When the sun rose Sunday, Melancio and others went to the house, but her co-worker was gone. They fear he was swept away with his family.
“We walked back to our place and could see the bodies of dead people and animals along the road,” she said by telephone. “I have never seen a tragedy like this in my life.”
In neighborhoods throughout the cities of Iligan and Cagayan de Oro on the island of Mindanao in the southern Philippines, similar stories could be heard. In the dead of night Saturday, flash floods caused by Tropical Storm Washi sent water into the homes of sleeping families, and hundreds were drowned or dragged to their deaths by the currents.
The Philippine Red Cross said late Sunday that 652 people were known to have died in the flooding and estimated that more than 800 more were missing. An estimated 35,000 people were in evacuation centers, according to the National Disaster Risk Reduction and Management Council. Red Cross workers and volunteers counted bodies in funeral parlors to tally the death toll, according to Gwendolyn T. Pang, secretary-general of the Philippine Red Cross, Gwendolyn T. Pang, while the number of missing was based on requests to trace missing family members.
“There are areas that rescuers have not been able to penetrate,” Pang said late Sunday in a telephone interview. “We expect the number of dead to increase, but this is still a search-and-rescue effort.
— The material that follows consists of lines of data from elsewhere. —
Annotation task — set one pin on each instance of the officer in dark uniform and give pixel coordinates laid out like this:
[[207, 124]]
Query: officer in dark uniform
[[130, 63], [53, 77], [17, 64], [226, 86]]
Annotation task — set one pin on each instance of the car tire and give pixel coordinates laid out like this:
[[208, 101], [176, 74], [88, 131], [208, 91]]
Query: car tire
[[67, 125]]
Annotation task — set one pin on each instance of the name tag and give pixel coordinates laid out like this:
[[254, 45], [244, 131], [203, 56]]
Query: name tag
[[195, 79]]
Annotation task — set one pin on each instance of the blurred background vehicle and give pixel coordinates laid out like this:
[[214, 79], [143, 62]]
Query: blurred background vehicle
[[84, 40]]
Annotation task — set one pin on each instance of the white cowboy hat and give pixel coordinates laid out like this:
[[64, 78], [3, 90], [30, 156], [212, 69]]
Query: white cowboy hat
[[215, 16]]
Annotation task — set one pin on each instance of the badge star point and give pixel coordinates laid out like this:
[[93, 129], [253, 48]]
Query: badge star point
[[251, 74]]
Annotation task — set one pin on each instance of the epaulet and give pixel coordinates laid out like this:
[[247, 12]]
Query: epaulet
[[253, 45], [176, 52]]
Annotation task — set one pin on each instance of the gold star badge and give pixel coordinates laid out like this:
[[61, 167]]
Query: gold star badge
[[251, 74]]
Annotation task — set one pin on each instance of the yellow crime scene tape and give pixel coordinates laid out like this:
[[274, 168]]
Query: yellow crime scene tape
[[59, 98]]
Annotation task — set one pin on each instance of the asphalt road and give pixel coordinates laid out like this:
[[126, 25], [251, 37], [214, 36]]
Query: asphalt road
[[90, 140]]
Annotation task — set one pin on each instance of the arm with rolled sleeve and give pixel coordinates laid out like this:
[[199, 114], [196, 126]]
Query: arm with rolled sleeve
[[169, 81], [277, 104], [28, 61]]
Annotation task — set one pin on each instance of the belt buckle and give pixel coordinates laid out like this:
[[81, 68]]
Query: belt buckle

We are finding people alive.”
Typhoons and tropical storms are common in the Philippines, which gets about 20 major storms a year, but they do not often slam into Mindanao the way this storm has, destroying thousands of houses and washing out roads and bridges. Benito Ramos, a civil defense official, said during a news briefing in Manila that the storm followed an unusual path, and local officials confirmed his assessment.
Though rescue workers continued to search for survivors Sunday, many of the workers — including thousands of soldiers — found themselves collecting the dead instead. Funeral homes in the two worst-hit cities reported that they were overwhelmed with bodies that had not yet been claimed.
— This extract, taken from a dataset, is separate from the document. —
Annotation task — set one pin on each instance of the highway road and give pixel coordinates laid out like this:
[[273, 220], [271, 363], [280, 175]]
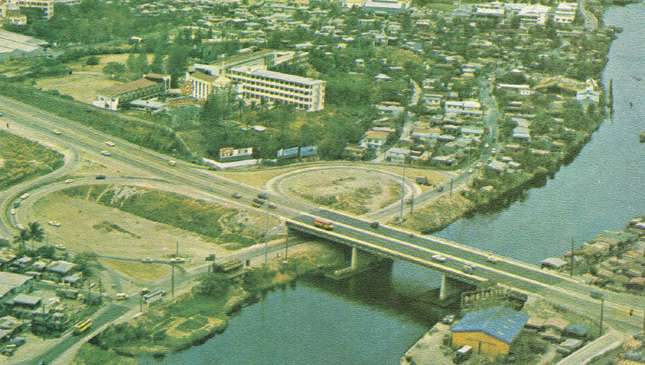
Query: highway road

In Cagayan de Oro, Nove Paulio said rescue workers had come to her neighborhood but that there was no one left to find.
“The houses in my place are empty or destroyed,” said Paulio, 19, who lived with her parents, sister and brothers in an area near a river that flooded. She said she was sleeping at about 1:30 a.m. Saturday when she felt water touch her foot, which was hanging off the bed. She ran to wake up her mother and siblings. Within minutes the water was up to her hips, she said; her mother clutched her infant sister, while she picked up her brothers, ages 2 and 3, and carried them out of the house.
The family made it to the roof of a nearby house and with the help of neighbors were able to swim, roof to roof, until they reached higher ground.